Are there $a,b \in \mathbb{N}$ that ${(\sum_{k=1}^n k)}^a = \sum_{k=1}^n k^b $ beside $2,3$

Question

We know that: $$\left(\sum_{k=1}^n k\right)^2 = \sum_{k=1}^n k^3 $$

My question is there other examples that satisfies: $$\left(\sum_{k=1}^n k\right)^a = \sum_{k=1}^n k^b $$

Answer 1

We can write

$$\sum^n_{k=1} k^a = \frac{1}{a+1} n^{a+1} + O(n^a).$$

The easiest way to convince yourself of this is to use a comparison test with an integral.

Thus, for the following to hold $$\left(\sum_{k=1}^n k\right)^a = \sum_{k=1}^n k^b,$$ we need the highest order terms in the polynomials to be equal: $$\left(\frac{1}{2}\right)^a n^{2a} = \frac{1}{b+1} n^{b+1}.$$

This gives the simultaneous set of equations

$$2^a=b+1$$ and $$2a=b+1.$$

This can only hold when $a=2$, and hence $b=4-1=3$, or $a=1$ and $b=2-1=1$.

Certainly, we have $f(a)=2^a-2a$ for integer $a$ so $f''(a)=(\ln a)^2 2^a > 0$ and $f$ is strictly convex. It is easily shown that such a function cannot have more than two zeros immediately from the definition of convexity. Hence our two solutions are unique.

Answer 2

Let $a=1+2+3+\cdots+n = \dfrac{n(n+1)} 2$.

Then whenever $p$ is an odd number, the sum $$ 1^p+2^p+3^p+\cdots + n^p $$ can be written as a polynomial function of $a$.

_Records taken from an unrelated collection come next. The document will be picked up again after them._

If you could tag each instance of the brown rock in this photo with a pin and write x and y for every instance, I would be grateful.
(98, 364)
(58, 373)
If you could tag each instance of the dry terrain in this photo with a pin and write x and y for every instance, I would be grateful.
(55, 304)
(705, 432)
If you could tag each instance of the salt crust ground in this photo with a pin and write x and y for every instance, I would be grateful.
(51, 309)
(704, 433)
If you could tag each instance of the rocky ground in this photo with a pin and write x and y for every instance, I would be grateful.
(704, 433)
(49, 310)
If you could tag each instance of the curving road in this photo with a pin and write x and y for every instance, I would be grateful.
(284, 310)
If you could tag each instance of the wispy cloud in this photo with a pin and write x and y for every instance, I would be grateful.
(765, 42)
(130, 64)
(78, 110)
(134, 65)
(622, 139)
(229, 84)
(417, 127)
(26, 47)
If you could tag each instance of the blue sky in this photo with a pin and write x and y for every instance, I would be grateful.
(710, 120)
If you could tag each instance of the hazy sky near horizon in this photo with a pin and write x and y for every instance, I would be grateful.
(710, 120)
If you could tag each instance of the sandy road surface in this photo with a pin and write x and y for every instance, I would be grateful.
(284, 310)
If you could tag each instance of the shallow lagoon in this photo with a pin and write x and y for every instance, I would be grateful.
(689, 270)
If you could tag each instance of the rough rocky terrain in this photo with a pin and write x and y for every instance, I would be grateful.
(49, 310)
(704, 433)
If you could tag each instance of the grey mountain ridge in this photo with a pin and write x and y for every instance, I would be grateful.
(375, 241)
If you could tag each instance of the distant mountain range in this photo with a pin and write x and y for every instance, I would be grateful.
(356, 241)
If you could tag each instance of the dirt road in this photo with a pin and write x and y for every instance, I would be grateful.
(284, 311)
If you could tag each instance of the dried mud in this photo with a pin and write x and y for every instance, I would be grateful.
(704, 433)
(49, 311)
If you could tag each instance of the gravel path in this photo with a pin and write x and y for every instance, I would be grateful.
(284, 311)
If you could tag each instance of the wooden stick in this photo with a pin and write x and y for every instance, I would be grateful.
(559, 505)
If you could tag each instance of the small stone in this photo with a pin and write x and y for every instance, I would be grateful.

https://en.wikipedia.org/wiki/Faulhaber%27s_formula#Faulhaber_polynomials

Answer 3

Put $n=2.$ Then the RHS is$$S=\sum k^b=2^b+1=\frac{2^{2b}-1}{2^b-1}.$$ By Zsigmondy's Theorem, if $b\ne 3$, there is a prime $p$ where the order of 2 mod $p$ is $2b$, and so $p\mid S$. (If $b=3$, the RHS is $9=3^2$ and there is no such $p$, for the order of 2 mod 3 is 2, not 6.)

Further, $p\mid (2^c+1)$ only if $b\mid c$, thus not for any $0<c<b$. But the only primes that divide $\left[\sum k\right]^a$ are those that divide $3^a$, viz 3.

Even if the LHS were generalised to $S=\left[\sum k^c\right]^a$, then, for a non-trivial solution, $a>1$ and $c<b$, so the above prime $p\nmid S$.